Çevre, Şehircilik ve İklim Değişikliği Bakanlığı olarak ‘İklim Şurası' kapsamında önemli adımları atmaya başladıklarını söyleyen Kurum, “Geçtiğimiz hafta, Şûra kapsamında başlattığımız; akademisyenlerden uzmanlara, STK'lardan kurum temsilcilerine kadar herkesin çok yoğun ilgiyle takip ettiği çevrimiçi toplantılarımız; 500'den fazla katılımcıyla birlikte, beklentilerimizin çok üstünde bir katılımla devam etmektedir. Şura kapsamında enerji, sanayi, ulaştırma, tarım, atık, yapı, ormancılık, turizm faaliyetleri başta olmak üzere tüm alanlarda sera gazı azaltımı ve uyum çalışmaları detaylı bir şekilde ele alınacak. Yine ulusal ve uluslararası yeşil finansman kaynaklarının oluşturulması, karbon fiyatlandırma araçları, sınırda karbon düzenlemesi konularında görüşmeler yapılacak. Bugün dünyamız, sera gazı emisyonunu azaltmak için elektrikli araçlara yönelmeye başladı.

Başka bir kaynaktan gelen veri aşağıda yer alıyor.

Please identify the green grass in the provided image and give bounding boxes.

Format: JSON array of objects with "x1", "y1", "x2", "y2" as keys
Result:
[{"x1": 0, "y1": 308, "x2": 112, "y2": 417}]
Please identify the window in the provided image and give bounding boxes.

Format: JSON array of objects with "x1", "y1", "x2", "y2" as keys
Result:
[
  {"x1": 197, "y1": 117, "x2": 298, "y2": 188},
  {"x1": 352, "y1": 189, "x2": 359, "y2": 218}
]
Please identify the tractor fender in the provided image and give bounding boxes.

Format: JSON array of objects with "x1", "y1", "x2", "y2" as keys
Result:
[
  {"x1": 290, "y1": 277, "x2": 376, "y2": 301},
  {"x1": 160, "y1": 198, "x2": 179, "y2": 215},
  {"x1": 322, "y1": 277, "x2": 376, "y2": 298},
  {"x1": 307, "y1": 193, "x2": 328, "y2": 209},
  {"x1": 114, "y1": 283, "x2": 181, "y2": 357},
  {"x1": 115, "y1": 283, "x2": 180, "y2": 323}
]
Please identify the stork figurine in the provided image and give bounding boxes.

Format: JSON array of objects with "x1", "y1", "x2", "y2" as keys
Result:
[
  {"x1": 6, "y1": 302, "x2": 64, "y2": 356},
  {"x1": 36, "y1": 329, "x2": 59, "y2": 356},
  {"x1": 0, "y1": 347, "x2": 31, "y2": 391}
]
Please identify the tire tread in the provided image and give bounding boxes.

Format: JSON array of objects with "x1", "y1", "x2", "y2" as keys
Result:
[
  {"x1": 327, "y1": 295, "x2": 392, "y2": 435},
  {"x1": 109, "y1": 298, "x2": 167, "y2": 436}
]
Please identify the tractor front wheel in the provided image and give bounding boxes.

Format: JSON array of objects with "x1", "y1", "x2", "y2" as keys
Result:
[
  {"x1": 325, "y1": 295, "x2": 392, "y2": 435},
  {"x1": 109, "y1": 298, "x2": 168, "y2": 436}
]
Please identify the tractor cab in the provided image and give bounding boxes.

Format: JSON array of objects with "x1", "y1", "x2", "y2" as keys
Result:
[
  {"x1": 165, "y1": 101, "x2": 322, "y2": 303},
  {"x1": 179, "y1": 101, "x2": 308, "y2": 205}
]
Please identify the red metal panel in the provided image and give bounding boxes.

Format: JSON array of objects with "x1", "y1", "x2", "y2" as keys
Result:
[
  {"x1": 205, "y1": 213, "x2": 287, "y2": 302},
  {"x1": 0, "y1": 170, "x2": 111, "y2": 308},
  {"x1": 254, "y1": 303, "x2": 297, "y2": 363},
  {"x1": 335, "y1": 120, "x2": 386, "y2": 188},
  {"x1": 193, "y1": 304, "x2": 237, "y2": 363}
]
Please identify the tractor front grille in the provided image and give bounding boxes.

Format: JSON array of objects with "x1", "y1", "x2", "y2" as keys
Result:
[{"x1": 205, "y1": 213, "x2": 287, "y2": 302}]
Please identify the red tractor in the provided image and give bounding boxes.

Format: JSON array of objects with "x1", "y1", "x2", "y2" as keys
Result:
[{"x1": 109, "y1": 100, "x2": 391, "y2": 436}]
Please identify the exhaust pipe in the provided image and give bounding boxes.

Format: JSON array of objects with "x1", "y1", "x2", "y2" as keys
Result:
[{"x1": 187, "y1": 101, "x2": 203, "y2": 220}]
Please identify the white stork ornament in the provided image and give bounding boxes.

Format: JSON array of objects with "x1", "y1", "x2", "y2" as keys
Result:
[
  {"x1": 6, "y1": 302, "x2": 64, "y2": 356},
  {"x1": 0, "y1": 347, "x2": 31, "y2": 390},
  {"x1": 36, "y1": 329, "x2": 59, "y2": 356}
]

Biz de Türkiye'nin bir marka değeri olacak, 2053 Net Sıfır Emisyon hedefimize ulaşmamızda büyük katkılar sunacak olan elektrikli otomobilimiz TOGG'a ilişkin çalışmalarımızı sürdürüyoruz. Bu anlamda elektrikli araçlar için, TOGG için şarj ünitelerimizi hazırlıyor, TOGG'un altyapısı için ülkemizin dört bir yanında çalışmalar yürütüyoruz. İklim Şûrası sonrası çıkacak sonuç bildirgesi, Türkiye'nin iklim değişikliğiyle mücadelesinde politika, mevzuat ve eylemlere dair öngörülerin yer alacağı stratejik bir belge olacaktır. Şûra'dan çıkacak sonuç ve öneriler; bu yılın ilk 6 ayı içerisinde Gazi Meclisimizden geçmesini beklediğimiz İklim Kanunu için de önemli bir teknik altyapı oluşturacaktır” diye konuştu.

“Türkiye, yeşil kalkınma devriminde mutlaka üstün bir başarı hikayesi yazacaktır”

Türkiye'nin yeşil dönüşümü izleyen değil, bölgesine etki eden, yöneten, liderlik eden bir ülke olacağını söyleyen Kurum, “Şunu kararlılıkla ifade etmek isterim ki; Türkiye, yeşil kalkınma devriminde mutlaka üstün bir başarı hikâyesi yazacaktır. Bu başarı hikâyesinin en önemli aktörü hiç şüphesiz, 84 milyon vatandaşımız olacaktır. 11 bakanlığımız, kamu kurumlarımız, özel sektörümüz ve STK'larımızın temsilcilerinden oluşan 22 üyemizden oluşan Koordinasyon Kurulumuzun bugünkü toplantısında; Dünya Bankası'yla imzaladığımız Mutabakat Zaptının uygulanması için proje havuzu oluşturulması, Avrupa Yeşil Mutabakatı kapsamında attığımız adımları değerlendireceğiz. Ayrıca bu yıl Kasım ayında Birleşmiş Milletler İklim Değişikliği Çerçeve Sözleşmesinin 27. Taraflar Toplantısında sunmak üzere; Ulusal Katkı Beyanımızın güncellenmesi hususunu da ele alacağız” açıklamasında bulundu.